Vu les autres pièces du dossier.
Vu le code de justice administrative.
Le président du Tribunal a désigné M. Charvin, vice-président, pour statuer sur les demandes de référé.
Considérant ce qui suit :
1. Le maire de Perpignan a décidé d’installer une crèche de la nativité accolée à l’hôtel de ville et accessible par l’hôtel de ville. Par la présente requête, la Ligue des droits de l’homme (LDH) demande au juge des référés, sur le fondement de l’article L. 521-1 du code de justice administrative, de suspendre l’exécution de cette décision.
2. Aux termes de l’article L. 521-1 du code de justice administrative : « Quand une décision administrative, même de rejet, fait l’objet d’une requête en annulation ou en réformation, le juge des référés, saisi d’une demande en ce sens, peut ordonner la suspension de l’exécution de cette décision, ou de certains de ses effets, lorsque l’urgence le justifie et qu’il est fait état d’un moyen propre à créer, en l’état de l’instruction, un doute sérieux quant à la légalité de la décision () ». Aux termes de l’article L. 522-1 dudit code : « Le juge des référés statue au terme d’une procédure contradictoire écrite ou orale. Lorsqu’il lui est demandé de prononcer les mesures visées aux articles L. 521-1 et L. 521-2, de les modifier ou d’y mettre fin, il informe sans délai les parties de la date et de l’heure de l’audience publique () ». Aux termes enfin de l’article L 522-3 du même code : « Lorsque la demande ne présente pas un caractère d’urgence ou lorsqu’il apparaît manifeste, au vu de la demande, que celle-ci ne relève pas de la compétence de la juridiction administrative, qu’elle est irrecevable ou qu’elle est mal fondée, le juge des référés peut la rejeter par une ordonnance motivée sans qu’il y ait lieu d’appliquer les deux premiers alinéas de l’article L.522-1 ».
3. L’urgence justifie que soit prononcée la suspension d’un acte administratif lorsque l’exécution de celui-ci porte atteinte, de manière suffisamment grave et immédiate, à un intérêt public, à la situation du requérant ou aux intérêts qu’il entend défendre.

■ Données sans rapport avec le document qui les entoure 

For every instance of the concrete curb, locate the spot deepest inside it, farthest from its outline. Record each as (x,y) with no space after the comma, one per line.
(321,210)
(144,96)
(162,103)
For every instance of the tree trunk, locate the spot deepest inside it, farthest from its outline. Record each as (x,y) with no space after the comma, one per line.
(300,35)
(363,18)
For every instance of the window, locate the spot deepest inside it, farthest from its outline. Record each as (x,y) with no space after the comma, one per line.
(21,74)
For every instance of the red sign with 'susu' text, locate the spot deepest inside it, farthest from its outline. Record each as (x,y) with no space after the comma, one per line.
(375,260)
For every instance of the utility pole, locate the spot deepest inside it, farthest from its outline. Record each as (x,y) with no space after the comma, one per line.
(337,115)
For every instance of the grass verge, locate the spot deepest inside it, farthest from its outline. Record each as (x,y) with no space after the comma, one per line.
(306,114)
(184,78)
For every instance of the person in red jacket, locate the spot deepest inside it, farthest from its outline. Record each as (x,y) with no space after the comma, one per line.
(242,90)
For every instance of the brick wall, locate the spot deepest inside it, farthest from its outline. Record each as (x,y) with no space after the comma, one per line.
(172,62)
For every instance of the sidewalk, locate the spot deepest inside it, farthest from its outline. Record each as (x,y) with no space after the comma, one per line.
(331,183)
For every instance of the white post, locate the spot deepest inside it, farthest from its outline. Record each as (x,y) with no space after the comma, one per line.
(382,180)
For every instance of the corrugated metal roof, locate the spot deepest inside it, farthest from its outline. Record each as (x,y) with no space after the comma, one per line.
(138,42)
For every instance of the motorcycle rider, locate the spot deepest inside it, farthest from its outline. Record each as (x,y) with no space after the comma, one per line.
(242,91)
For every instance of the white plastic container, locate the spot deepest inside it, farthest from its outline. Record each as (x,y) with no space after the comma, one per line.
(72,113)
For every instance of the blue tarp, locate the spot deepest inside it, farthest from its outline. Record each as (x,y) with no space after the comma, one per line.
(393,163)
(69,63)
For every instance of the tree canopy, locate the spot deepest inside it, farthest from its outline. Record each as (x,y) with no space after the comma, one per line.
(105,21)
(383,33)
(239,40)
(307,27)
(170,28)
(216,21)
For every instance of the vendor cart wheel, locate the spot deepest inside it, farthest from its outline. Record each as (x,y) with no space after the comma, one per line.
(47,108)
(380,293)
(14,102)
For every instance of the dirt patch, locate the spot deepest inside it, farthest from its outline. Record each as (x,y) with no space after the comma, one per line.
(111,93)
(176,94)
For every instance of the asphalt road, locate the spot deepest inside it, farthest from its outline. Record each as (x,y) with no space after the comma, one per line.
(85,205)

Il appartient au juge des référés d’apprécier concrètement, compte tenu des justifications fournies par le requérant, si les effets de l’acte litigieux sont de nature à caractériser une urgence justifiant que, sans attendre le jugement de la requête au fond, l’exécution de la décision soit suspendue. L’urgence doit être appréciée objectivement compte tenu de l’ensemble des circonstances de l’affaire.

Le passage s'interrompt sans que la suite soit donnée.